How location highlighting works
In the Sensible Instruct editor, you can click the search icon to the right of the output of a query field to view its source text in the document.
For an overview of how Sensible finds the source text in the document for the LLM’s response, see the following steps:
- The LLM returns a response to your prompt.
- Sensible searches in the source document for a line that’s a fuzzy match to the response. For example, if the LLM returns
4387-09-22-33
, Sensible matches the linePolicy Number: 4387-09-22-33
in the document. Sensible implements fuzzy matching using Levenshtien distance. - Sensible selects the three lines in the document that contain the best fuzzy matches. For each line, Sensible concatenates the preceding and succeeding lines, in case the match spans multiple lines.

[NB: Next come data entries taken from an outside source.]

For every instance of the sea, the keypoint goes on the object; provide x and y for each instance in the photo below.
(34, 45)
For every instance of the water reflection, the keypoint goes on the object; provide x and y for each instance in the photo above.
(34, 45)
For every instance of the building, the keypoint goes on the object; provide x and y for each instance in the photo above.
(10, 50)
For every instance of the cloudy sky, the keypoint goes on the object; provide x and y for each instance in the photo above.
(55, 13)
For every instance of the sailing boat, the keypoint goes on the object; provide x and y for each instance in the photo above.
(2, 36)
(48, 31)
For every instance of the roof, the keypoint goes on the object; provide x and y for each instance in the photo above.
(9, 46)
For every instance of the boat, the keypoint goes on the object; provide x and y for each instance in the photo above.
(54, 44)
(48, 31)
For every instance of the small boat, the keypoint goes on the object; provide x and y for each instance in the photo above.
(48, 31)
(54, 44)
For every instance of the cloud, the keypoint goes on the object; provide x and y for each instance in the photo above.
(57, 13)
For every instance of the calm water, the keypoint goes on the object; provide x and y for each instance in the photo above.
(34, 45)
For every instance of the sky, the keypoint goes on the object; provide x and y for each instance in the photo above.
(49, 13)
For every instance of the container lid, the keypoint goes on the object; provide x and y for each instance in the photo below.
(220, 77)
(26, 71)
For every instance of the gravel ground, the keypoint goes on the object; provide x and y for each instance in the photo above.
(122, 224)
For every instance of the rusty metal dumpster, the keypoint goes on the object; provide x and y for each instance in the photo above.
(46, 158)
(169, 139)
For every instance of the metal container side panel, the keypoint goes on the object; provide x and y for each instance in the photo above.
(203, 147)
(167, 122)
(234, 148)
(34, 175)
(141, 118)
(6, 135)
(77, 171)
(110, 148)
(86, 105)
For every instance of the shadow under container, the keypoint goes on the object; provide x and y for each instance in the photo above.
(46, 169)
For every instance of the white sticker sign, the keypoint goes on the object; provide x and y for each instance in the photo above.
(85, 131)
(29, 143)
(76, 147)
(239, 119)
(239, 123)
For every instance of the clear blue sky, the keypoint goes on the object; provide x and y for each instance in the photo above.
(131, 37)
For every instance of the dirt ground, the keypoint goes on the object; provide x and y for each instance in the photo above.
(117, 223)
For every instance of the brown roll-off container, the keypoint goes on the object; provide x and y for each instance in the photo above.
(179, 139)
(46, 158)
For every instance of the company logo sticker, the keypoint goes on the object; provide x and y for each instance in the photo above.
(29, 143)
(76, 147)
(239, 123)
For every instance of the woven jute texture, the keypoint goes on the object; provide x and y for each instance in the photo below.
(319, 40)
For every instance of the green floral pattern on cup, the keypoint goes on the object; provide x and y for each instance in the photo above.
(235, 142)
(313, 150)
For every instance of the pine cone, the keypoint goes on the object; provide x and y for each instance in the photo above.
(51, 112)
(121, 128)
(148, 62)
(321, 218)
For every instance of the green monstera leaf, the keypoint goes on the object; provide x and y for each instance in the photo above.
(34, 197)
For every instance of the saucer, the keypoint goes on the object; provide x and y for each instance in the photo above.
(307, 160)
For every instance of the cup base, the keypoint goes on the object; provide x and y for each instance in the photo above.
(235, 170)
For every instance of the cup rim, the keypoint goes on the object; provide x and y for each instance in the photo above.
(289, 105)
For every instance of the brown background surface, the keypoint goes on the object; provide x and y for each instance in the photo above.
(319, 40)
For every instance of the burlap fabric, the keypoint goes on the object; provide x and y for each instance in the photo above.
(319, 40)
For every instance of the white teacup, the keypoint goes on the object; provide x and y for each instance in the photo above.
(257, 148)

- Sensible searches for a fuzzy match in the concatenated lines for the text that the LLM returned. Sensible returns the best match.
- Sensible highlights the best match in the document in the Sensible Instruct editor or in the SenseML editor.
Limitations
Sensible can highlight the incorrect location under the following circumstances:
- If you prompt the LLM to reformat the source text in the document or reformat the text using a type , then Sensible can fail to find a match or can find an inaccurate match.
- If there are multiple candidates fuzzy matches in the document (for example, two instances of
April 7
), Sensible chooses the top-scoring match. If candidates have similar scores, Sensible uses page location as a tie breaker and chooses the earliest match in the document. - If the LLM returns text that’s not in the document, then location highlighting is inapplicable.